Mit Schreiben vom ...08.1997 teilte das Finanzamt … dem beklagten Finanzamt mit, das gegen den Kläger eingeleitete Steuerstrafverfahren sei inzwischen eingestellt worden, nachdem durch die Zahlung der hinterzogenen Steuern die strafbefreiende Wirksamkeit der Selbstanzeige herbeigeführt worden sei. Dem Schreiben fügte es eine Anlage bei, in der die für die einzelnen Jahre hinterzogenen Beträge aufgelistet sind, so betreffend die Vermögensteuer für das Jahr 1988 der Betrag von … DM. Auf dieser Grundlage erließ das beklagte Finanzamt unter dem Datum vom ...10.1997 einen Zinsbescheid für hinterzogene Steuern über einen Betrag von … DM. Dabei gab es als Adressaten des Bescheids ausschließlich den Kläger an.

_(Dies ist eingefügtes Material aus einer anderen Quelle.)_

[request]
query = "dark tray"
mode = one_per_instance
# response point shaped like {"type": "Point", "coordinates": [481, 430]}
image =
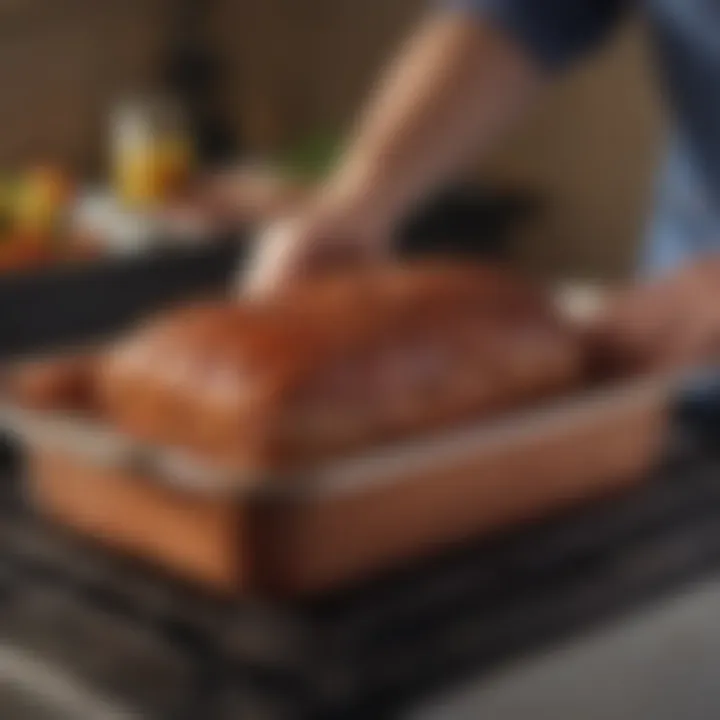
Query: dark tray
{"type": "Point", "coordinates": [71, 304]}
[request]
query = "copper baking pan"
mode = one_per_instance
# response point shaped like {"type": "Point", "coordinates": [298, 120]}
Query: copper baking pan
{"type": "Point", "coordinates": [336, 524]}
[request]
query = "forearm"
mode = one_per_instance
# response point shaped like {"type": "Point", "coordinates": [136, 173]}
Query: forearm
{"type": "Point", "coordinates": [453, 91]}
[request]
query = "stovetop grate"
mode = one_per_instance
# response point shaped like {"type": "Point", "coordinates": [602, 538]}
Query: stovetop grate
{"type": "Point", "coordinates": [363, 651]}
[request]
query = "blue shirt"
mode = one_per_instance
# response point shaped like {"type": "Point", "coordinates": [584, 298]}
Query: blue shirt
{"type": "Point", "coordinates": [686, 34]}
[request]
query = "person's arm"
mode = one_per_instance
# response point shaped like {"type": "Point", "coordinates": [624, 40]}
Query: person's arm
{"type": "Point", "coordinates": [462, 79]}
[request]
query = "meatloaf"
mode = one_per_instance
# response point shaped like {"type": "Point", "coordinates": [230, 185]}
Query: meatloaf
{"type": "Point", "coordinates": [333, 366]}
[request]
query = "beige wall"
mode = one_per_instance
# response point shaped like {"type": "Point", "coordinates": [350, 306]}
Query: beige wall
{"type": "Point", "coordinates": [590, 149]}
{"type": "Point", "coordinates": [61, 63]}
{"type": "Point", "coordinates": [298, 65]}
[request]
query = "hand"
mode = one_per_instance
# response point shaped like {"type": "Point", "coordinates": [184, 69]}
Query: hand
{"type": "Point", "coordinates": [664, 325]}
{"type": "Point", "coordinates": [240, 196]}
{"type": "Point", "coordinates": [325, 238]}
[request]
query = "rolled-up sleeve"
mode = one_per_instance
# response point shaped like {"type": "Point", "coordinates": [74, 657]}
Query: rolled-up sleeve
{"type": "Point", "coordinates": [554, 32]}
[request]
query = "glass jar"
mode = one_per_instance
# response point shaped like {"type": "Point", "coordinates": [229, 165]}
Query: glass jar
{"type": "Point", "coordinates": [152, 155]}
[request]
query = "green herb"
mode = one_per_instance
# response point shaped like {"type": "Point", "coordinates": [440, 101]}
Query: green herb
{"type": "Point", "coordinates": [312, 158]}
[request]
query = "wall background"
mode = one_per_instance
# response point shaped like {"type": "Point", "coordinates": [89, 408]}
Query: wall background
{"type": "Point", "coordinates": [296, 66]}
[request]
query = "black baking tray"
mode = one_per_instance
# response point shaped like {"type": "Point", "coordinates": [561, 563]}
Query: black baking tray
{"type": "Point", "coordinates": [70, 304]}
{"type": "Point", "coordinates": [45, 309]}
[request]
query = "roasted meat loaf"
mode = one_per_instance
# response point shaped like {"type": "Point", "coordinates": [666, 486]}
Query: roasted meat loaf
{"type": "Point", "coordinates": [333, 366]}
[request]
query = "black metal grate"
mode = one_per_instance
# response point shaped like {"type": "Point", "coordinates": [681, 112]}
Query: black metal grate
{"type": "Point", "coordinates": [367, 651]}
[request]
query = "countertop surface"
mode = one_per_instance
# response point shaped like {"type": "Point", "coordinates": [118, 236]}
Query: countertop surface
{"type": "Point", "coordinates": [659, 663]}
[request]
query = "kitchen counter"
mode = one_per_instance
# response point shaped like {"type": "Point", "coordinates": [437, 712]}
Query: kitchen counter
{"type": "Point", "coordinates": [660, 663]}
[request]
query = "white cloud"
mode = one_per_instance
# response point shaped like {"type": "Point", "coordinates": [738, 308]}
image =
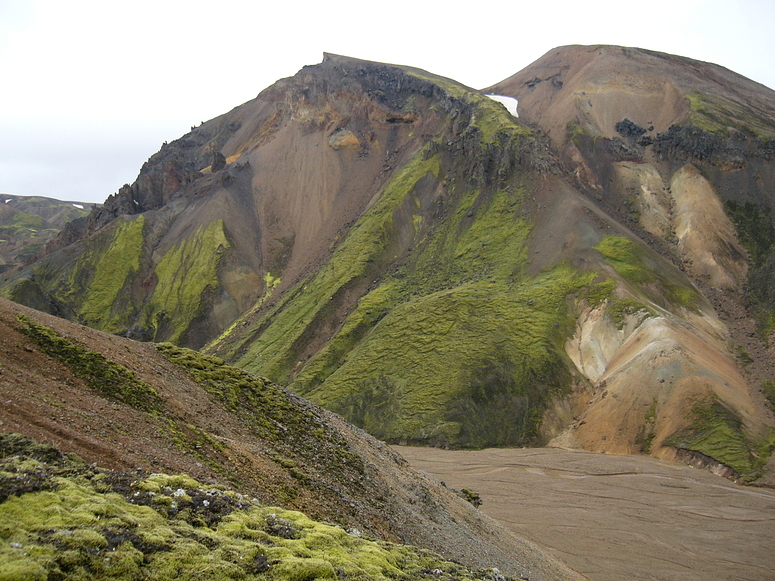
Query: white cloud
{"type": "Point", "coordinates": [148, 70]}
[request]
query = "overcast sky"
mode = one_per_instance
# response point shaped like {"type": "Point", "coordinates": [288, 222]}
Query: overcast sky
{"type": "Point", "coordinates": [89, 89]}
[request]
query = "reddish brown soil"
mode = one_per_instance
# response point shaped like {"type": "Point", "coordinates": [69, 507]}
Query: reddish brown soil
{"type": "Point", "coordinates": [619, 517]}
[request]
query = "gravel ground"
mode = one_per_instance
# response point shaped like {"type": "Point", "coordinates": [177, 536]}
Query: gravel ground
{"type": "Point", "coordinates": [618, 517]}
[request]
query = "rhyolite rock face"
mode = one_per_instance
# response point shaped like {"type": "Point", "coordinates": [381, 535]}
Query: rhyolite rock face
{"type": "Point", "coordinates": [401, 249]}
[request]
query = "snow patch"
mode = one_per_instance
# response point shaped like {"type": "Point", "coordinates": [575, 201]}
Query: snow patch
{"type": "Point", "coordinates": [509, 102]}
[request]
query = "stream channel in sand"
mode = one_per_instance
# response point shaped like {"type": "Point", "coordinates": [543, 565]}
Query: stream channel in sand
{"type": "Point", "coordinates": [618, 518]}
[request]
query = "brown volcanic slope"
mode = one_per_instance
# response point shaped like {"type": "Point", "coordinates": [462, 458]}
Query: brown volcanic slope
{"type": "Point", "coordinates": [397, 247]}
{"type": "Point", "coordinates": [28, 223]}
{"type": "Point", "coordinates": [679, 152]}
{"type": "Point", "coordinates": [236, 430]}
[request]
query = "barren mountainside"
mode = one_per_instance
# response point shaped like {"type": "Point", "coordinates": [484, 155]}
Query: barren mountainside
{"type": "Point", "coordinates": [180, 461]}
{"type": "Point", "coordinates": [400, 249]}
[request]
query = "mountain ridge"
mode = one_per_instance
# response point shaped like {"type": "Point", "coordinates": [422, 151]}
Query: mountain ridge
{"type": "Point", "coordinates": [401, 249]}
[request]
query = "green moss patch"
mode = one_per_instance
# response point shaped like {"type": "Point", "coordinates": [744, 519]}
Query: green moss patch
{"type": "Point", "coordinates": [631, 262]}
{"type": "Point", "coordinates": [303, 443]}
{"type": "Point", "coordinates": [185, 274]}
{"type": "Point", "coordinates": [104, 376]}
{"type": "Point", "coordinates": [113, 267]}
{"type": "Point", "coordinates": [88, 524]}
{"type": "Point", "coordinates": [716, 114]}
{"type": "Point", "coordinates": [717, 432]}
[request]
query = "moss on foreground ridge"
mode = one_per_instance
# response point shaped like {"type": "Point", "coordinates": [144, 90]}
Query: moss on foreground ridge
{"type": "Point", "coordinates": [62, 519]}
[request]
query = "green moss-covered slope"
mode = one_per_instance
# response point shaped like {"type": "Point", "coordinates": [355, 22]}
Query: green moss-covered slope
{"type": "Point", "coordinates": [114, 281]}
{"type": "Point", "coordinates": [185, 274]}
{"type": "Point", "coordinates": [28, 223]}
{"type": "Point", "coordinates": [423, 325]}
{"type": "Point", "coordinates": [718, 433]}
{"type": "Point", "coordinates": [60, 518]}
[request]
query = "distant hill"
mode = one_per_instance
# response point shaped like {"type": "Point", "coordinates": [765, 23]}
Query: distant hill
{"type": "Point", "coordinates": [28, 223]}
{"type": "Point", "coordinates": [399, 248]}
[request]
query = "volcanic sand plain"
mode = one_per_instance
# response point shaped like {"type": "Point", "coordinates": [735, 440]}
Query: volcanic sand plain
{"type": "Point", "coordinates": [618, 517]}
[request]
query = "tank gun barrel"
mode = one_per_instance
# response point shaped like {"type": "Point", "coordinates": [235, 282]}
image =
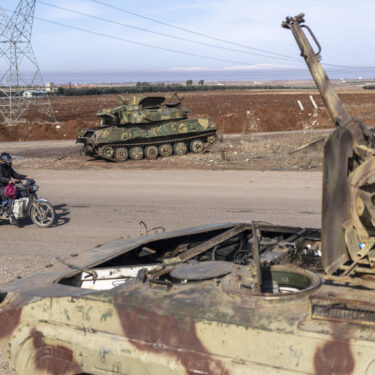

Im Namen des Klägers legte dessen damaliger Steuerberater gegen den Zinsbescheid Einspruch ein (Schreiben vom ...11.1997). Dabei vertrat er zunächst die Auffassung, die Festsetzung von Hinterziehungszinsen sei nicht gerechtfertigt, weil das gegen den Kläger eingeleitete Steuerstrafverfahren eingestellt und damit rechtskräftig festgestellt sei, dass eine Steuerhinterziehung nicht vorliege. Später machte er geltend, es sei verfassungsrechtlich zweifelhaft, ob nach dem Wegfall der Vermögenssteuerpflicht nachträglich noch Bescheide über die Festsetzung von Vermögensteuer sowie von Hinterziehungszinsen zur Vermögensteuer für Zeiträume vor dem 01.01.1997 erlassen werden dürften. Im Hinblick auf die Diskussion, die damals zu der Rechtsfrage in Rechtsprechung und Schrifttum geführt wurde, ordnete das Finanzamt das Ruhen des Einspruchsverfahrens an.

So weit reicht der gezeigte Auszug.